I Today Is The Day sono un gruppo di Nashville, capitanati dal controverso leader Steve Austin.
Esordiscono con l'eccellente "Supernova", ma la consacrazione avviene solo grazie al successivo "Willpower", uscito nel 1994 e probabilmente ancora oggi il miglior lavoro della band.

Il terzetto (oltre ad Austin vi sono il batterista Brad Elrod e il bassista Mike Herrel) assimila le lezioni che gruppi come Metallica, Unsane e Napalm Death avevano insegnato nel decennio precedente, e perviene alla creazione di un genere composito contenente sia accelerazioni thrash, foga grind e caos noise, ma anche vaghi accenni al progressive e al math-rock. Il sound ottenuto è viscerale, caustrofobico, in una parola, terrificante. Qualcosa di unico che vagonate di pallidi imitatori hanno cercato invano di emulare. "Willpower" rivela al mondo la nascita della più importante band estrema dei secondi anni '90.
L'intro della title-track mette subito le cose in chiaro. Voce femminile frustrata squarciata a dovere dall'imponente muro sonoro imbastito dal trio, con un basso predominante alla quale si alternano violente scudisciate di chitarra. Ma è la seconda parte del pezzo ad essere fenomenale, con Austin protagonista, intento ad intonare una dolce ninna-nanna sotto un vellutato sottofondo strumentale.
"My First Knife" segue lo stesso schema, ma ritorna a picchiare nel finale. Seconda canzone, secondo centro.

"Nothing To Lose" parte lenta, sale di tono col passare dei minuti, fino ad esplodere nella concitata conclusione. "Golden Calf" si candida a miglior episodio del disco; spoken words iniziali, seguite da una melodia avvolgente accompagnata dal bisbiglio psicotico e impaurito di Austin, preludio ideale all'epico ritornello. "Sidewinder" è un altro capolavoro, una complessa composizione fatta di prodigiosi attacchi frontali, riff impazziti, parole accennate, urla deliranti; pause, stacchi, progressioni e ripartenze si alternano per tutta la durata del brano. "Many Happy Returns" è uno show del gruppo, che esibisce al meglio tutte le sue doti. Chitarrismo impeccabile, canto truce, sezione ritmica glaciale. Austin si destreggia egregiamente anche nella struggente "Simple Touch", brano incantevole, ricco di pathos. "A Promised Land" tocca l'arduo compito di chiudere il disco; supera l'esame a pieni voti.
L'atmosfera si fà sempre più cupa, tragica. Il canto (?) non è mai stato così straziante.

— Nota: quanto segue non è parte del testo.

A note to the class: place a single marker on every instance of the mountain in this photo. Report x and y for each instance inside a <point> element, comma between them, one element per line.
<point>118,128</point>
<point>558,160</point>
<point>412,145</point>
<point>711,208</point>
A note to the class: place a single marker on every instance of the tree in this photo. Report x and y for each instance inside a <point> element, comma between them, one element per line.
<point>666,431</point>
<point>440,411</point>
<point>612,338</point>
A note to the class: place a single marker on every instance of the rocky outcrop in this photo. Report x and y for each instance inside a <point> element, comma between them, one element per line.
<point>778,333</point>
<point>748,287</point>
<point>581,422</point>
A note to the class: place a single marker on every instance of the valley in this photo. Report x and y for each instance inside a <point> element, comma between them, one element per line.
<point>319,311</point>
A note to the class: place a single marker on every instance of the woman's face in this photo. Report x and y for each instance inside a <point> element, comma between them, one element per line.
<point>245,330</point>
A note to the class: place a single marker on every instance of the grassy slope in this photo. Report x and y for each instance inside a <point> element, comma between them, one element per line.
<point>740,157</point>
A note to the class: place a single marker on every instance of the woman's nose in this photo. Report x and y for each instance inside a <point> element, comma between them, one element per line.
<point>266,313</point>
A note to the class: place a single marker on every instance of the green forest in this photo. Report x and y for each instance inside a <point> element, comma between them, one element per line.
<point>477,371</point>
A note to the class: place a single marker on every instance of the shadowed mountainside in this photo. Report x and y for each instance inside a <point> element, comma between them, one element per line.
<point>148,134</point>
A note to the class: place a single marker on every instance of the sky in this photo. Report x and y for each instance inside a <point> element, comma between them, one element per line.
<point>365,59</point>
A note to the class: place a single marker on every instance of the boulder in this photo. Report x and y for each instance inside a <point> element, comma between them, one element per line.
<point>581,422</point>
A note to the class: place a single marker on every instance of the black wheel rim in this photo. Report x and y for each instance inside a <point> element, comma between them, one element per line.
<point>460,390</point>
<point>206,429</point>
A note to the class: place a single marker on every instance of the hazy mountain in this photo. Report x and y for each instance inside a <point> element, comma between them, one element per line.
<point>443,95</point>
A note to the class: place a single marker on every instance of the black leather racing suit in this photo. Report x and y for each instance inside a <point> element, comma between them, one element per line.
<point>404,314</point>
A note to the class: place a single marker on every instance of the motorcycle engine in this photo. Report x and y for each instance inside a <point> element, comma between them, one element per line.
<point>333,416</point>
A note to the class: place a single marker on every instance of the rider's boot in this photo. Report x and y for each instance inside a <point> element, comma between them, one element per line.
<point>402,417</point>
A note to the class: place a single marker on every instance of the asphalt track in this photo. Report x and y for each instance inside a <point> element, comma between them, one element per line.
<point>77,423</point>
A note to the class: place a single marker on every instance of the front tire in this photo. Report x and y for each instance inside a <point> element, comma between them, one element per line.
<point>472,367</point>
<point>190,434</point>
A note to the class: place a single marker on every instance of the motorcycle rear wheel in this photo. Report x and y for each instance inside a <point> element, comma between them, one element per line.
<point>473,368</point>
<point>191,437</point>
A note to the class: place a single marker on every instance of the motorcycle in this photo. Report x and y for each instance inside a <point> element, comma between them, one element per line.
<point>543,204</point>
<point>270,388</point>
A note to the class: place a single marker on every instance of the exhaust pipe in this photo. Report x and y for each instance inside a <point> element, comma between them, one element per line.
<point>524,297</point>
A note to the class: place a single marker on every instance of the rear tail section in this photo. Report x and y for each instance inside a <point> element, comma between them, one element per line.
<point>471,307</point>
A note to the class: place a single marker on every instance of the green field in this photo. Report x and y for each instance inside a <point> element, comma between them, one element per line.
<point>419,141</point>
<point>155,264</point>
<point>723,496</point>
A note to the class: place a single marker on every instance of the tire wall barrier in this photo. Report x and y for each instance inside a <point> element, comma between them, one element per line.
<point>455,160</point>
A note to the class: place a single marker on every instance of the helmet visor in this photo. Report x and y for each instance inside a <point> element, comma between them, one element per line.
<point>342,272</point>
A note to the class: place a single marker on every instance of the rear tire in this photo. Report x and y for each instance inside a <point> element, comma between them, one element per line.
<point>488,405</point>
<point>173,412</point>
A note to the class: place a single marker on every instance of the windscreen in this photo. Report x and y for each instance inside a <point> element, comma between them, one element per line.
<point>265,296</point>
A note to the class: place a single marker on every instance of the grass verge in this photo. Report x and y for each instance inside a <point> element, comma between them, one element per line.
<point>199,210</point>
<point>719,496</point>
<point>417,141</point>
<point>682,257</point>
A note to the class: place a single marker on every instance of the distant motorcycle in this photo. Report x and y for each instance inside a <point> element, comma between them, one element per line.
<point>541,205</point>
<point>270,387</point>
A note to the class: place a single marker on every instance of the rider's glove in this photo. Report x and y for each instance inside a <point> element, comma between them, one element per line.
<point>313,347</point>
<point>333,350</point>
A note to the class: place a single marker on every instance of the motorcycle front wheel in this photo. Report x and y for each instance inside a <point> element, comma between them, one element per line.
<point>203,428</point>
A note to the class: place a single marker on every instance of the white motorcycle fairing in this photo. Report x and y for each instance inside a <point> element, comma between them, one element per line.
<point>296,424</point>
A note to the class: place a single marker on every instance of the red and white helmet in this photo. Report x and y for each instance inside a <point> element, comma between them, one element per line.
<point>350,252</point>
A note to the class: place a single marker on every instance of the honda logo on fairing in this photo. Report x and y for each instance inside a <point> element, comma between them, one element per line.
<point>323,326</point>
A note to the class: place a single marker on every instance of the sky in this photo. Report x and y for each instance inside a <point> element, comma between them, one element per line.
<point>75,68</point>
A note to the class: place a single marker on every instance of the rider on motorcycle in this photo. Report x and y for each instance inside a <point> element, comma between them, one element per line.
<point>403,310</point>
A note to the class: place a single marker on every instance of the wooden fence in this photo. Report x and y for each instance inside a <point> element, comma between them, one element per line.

In conclusione un album terribilmente intenso ed avvincente, ricco di idee e spunti interessanti. Il secondo tassello della stratosferica e speriamo ancora fruttifera carriera della setta di Nashville. Chi cerca una nuova concezione della violenza e dell'estremismo in musica, ha trovato il Paradiso. Tutti gli altri, si mantengano a debita distanza.